Polar Pas de Deux by Eilo Elvinger, Luxembourg. From her ship anchored off Svalbard, in Arctic Norway, Eilo spotted a polar bear and her two- year-old cub in the distance, slowly drawing closer. Nearing the ship, they were diverted to a patch of snow soaked in leakage from the vessel’s kitchen and began to lick it. “I was ashamed of our contribution to the immaculate landscape,” says Eilo, “and of how this influenced the bears’ behaviour.”
(Also Wildlife Photojournalist Award: Story category)

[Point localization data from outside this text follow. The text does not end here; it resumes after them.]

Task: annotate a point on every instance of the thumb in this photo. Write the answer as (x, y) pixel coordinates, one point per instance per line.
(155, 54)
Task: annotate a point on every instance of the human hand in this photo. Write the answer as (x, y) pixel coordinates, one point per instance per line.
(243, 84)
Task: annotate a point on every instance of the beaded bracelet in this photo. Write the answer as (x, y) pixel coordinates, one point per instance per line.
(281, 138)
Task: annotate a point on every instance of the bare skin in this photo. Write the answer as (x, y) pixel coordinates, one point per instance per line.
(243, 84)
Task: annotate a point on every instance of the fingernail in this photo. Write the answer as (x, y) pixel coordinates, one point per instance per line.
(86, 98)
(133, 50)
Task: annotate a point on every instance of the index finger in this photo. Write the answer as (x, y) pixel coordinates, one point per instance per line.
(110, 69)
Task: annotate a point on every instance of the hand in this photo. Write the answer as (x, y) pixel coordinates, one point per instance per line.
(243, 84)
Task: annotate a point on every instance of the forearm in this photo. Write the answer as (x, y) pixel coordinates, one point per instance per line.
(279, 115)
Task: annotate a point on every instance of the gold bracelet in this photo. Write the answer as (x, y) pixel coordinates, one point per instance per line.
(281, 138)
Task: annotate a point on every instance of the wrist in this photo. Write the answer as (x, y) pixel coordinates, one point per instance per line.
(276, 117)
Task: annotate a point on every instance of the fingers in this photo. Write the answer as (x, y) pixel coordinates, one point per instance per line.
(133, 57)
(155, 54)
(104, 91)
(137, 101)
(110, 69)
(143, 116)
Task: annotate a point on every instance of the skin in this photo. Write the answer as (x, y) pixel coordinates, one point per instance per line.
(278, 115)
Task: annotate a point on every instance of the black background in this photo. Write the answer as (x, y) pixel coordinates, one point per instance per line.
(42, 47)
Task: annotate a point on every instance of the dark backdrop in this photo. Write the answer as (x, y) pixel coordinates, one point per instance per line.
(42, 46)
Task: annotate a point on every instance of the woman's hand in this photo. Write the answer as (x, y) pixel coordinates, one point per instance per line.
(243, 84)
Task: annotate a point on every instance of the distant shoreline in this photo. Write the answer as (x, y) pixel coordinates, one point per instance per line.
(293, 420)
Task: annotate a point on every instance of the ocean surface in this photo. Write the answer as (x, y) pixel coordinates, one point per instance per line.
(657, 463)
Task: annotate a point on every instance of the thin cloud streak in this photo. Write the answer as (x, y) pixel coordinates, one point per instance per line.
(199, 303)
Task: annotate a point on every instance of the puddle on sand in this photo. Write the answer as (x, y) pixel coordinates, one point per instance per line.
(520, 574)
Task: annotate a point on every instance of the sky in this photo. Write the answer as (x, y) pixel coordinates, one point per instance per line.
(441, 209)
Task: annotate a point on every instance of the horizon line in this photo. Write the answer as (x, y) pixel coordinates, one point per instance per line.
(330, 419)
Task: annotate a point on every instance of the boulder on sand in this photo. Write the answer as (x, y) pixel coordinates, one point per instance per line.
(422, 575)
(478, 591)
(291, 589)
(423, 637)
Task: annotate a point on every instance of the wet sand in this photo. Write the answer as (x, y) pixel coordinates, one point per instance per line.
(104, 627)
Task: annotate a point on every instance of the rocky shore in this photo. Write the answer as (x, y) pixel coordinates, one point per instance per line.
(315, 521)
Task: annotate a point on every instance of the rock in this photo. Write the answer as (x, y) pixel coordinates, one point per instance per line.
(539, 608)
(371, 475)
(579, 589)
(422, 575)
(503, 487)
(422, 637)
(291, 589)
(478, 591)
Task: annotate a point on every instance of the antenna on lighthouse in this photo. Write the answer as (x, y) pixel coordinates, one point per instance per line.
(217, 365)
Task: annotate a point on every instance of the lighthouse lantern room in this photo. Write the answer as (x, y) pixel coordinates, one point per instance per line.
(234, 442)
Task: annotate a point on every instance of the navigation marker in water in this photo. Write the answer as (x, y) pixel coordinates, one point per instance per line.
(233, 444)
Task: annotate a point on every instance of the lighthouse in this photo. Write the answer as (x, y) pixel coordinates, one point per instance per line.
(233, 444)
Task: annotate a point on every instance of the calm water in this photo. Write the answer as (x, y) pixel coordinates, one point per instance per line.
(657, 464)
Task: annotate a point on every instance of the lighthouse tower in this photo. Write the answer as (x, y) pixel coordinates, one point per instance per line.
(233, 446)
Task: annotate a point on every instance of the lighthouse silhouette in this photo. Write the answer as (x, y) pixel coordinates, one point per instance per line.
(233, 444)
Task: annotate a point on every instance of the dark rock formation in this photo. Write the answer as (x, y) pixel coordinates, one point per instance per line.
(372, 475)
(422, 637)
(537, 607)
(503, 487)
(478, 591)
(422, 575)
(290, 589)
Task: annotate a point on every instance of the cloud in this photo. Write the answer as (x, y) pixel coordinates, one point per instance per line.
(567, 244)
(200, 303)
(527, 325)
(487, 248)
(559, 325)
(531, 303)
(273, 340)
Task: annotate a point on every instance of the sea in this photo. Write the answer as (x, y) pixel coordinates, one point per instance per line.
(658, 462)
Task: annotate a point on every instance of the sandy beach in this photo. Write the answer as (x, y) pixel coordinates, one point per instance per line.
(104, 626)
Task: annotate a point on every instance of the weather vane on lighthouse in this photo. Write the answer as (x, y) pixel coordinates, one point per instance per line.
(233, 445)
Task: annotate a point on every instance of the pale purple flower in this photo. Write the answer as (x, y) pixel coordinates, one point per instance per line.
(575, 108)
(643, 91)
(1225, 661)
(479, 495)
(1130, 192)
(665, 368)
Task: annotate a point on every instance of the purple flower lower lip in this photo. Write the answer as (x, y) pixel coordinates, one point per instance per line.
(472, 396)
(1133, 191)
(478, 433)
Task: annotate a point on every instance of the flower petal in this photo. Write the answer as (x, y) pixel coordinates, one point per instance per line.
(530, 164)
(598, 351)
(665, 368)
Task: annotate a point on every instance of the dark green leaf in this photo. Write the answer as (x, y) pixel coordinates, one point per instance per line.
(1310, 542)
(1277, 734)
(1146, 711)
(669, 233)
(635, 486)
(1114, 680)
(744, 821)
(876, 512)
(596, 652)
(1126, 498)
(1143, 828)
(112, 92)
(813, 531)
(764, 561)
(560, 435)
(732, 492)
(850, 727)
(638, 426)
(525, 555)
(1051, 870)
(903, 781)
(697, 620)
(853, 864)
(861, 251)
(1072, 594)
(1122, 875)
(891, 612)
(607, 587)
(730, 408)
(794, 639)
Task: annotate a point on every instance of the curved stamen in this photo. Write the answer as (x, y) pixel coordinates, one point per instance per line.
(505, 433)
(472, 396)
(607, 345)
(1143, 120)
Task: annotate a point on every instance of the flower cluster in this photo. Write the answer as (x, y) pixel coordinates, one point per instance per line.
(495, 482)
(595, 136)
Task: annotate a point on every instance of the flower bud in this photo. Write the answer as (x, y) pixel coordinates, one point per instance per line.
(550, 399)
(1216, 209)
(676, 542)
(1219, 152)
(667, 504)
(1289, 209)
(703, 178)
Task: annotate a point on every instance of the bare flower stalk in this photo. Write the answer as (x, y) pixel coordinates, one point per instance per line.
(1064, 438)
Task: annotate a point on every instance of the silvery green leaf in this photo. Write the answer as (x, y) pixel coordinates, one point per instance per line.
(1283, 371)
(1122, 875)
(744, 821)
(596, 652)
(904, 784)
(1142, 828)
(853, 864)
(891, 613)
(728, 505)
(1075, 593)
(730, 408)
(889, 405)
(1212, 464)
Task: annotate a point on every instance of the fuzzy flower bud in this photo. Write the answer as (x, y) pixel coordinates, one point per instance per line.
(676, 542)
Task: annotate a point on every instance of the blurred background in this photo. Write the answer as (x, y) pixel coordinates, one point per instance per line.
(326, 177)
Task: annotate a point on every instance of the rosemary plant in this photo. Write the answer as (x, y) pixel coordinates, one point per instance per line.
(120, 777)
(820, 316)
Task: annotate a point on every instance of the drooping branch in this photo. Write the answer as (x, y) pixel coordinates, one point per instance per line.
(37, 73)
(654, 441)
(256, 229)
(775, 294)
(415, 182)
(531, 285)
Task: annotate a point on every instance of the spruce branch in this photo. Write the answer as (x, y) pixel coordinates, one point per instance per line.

Memorial to a Species by Brent Stirton, South Africa.The killers were probably from a local community. Entering the Hluhluwe Imfolozi game reserve at night, they shot the black rhino bull using a silencer. Working fast, they hacked off the two horns and escaped. The horns would have been sold to a middleman and smuggled out of South Africa to China or Vietnam.
The Grip of the Gulls by Ekaterina Bee, Italy. Like all her family, five-and-a-half-year-old Ekaterina is fascinated by nature. On a boat trip off the coast of central Norway, her focus was on the cloud of herring gulls. They were after food, and as soon as Ekaterina threw them bread, they surrounded her. She liked the expression of the bird furthest away: ‘It looked very curious, as if it was trying to understand what was happening on the boat.’